37. The harsh fact is that, although Mr NT and Professor R are willing to replace the pump, there is no evidence of their present ability to do so. No hospital has been identified where that surgery can be undertaken. Without a new pump being inserted, there is nothing Dr P can do. This litigation is going nowhere. What the court is being invited to do is no more nor less than to declare that if a medical practitioner is ready, willing and able to operate and if a medical practitioner is willing, ready and able to replenish the supply of PPS, then it would be in the best interests of the patient to do so. The President was correct to identify the need for evidence from Dr P to plug this gap in the claimant’s case. Without that evidence that someone is “able and willing to take over the care of [the patient] and treat him with PPS”, we are dealing with a purely hypothetical matter. A declaration of the kind sought will not force the respondent hospital to provide treatment against their clinicians’ clinical judgment. To use a declaration of the court to twist the arm of some other clinician, as yet unidentified, to carry out these procedures or to put pressure upon the Secretary of State to provide a hospital where these procedures may be undertaken is an abuse of the process of the court and should not be tolerated.”
Ward LJ concluded at paragraph 39 that, “[i]f there are clinicians out there prepared to treat the patient then the patient will be discharged into their care and there would be no need for court intervention.
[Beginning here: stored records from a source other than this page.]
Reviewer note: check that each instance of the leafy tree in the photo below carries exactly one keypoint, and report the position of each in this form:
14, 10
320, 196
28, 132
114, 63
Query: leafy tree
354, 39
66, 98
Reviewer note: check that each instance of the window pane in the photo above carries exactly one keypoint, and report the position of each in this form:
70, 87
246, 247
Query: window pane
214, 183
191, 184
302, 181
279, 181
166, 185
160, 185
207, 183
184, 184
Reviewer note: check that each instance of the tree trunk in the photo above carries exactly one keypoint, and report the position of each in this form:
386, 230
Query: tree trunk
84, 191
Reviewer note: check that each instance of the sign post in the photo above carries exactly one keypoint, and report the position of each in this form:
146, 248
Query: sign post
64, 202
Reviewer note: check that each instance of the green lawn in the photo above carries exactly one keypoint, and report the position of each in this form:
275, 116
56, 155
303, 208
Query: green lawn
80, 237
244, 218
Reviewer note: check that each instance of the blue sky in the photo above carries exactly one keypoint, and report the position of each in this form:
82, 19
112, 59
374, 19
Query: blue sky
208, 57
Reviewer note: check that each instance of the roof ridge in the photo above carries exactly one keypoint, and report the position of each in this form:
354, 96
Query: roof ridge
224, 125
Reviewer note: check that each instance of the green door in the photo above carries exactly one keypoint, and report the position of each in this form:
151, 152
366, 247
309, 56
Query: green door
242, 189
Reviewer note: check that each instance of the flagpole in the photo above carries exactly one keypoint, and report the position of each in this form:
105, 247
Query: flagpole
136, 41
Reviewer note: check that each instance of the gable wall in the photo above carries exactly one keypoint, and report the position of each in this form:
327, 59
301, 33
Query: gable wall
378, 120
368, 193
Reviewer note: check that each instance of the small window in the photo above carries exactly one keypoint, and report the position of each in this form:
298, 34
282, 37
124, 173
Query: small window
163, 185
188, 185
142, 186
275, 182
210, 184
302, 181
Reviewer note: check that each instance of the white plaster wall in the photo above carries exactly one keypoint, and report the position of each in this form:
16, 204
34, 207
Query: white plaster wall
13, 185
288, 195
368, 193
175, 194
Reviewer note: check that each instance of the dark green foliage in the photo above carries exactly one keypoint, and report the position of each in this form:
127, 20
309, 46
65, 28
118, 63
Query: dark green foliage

If there is no-one available to undertake the necessary operation the question of whether or not it would be in the patient’s best interests for that to happen is wholly academic and the process should be called to a halt here and now.”
Comment: The passages above have been cited at some length because, despite the fact-specific nature of the judgment, it is clear that the Court of Appeal intended that this judgment (upon a permission application) should be cited in the future, and that they intended to make a statement of principle as to the boundaries of the Court’s willingness to become involved in clinical decision-making. We await a decision of equal robustness and clarity as to the Court’s willingness to become involved in public law decision-making following the implementation of the MCA.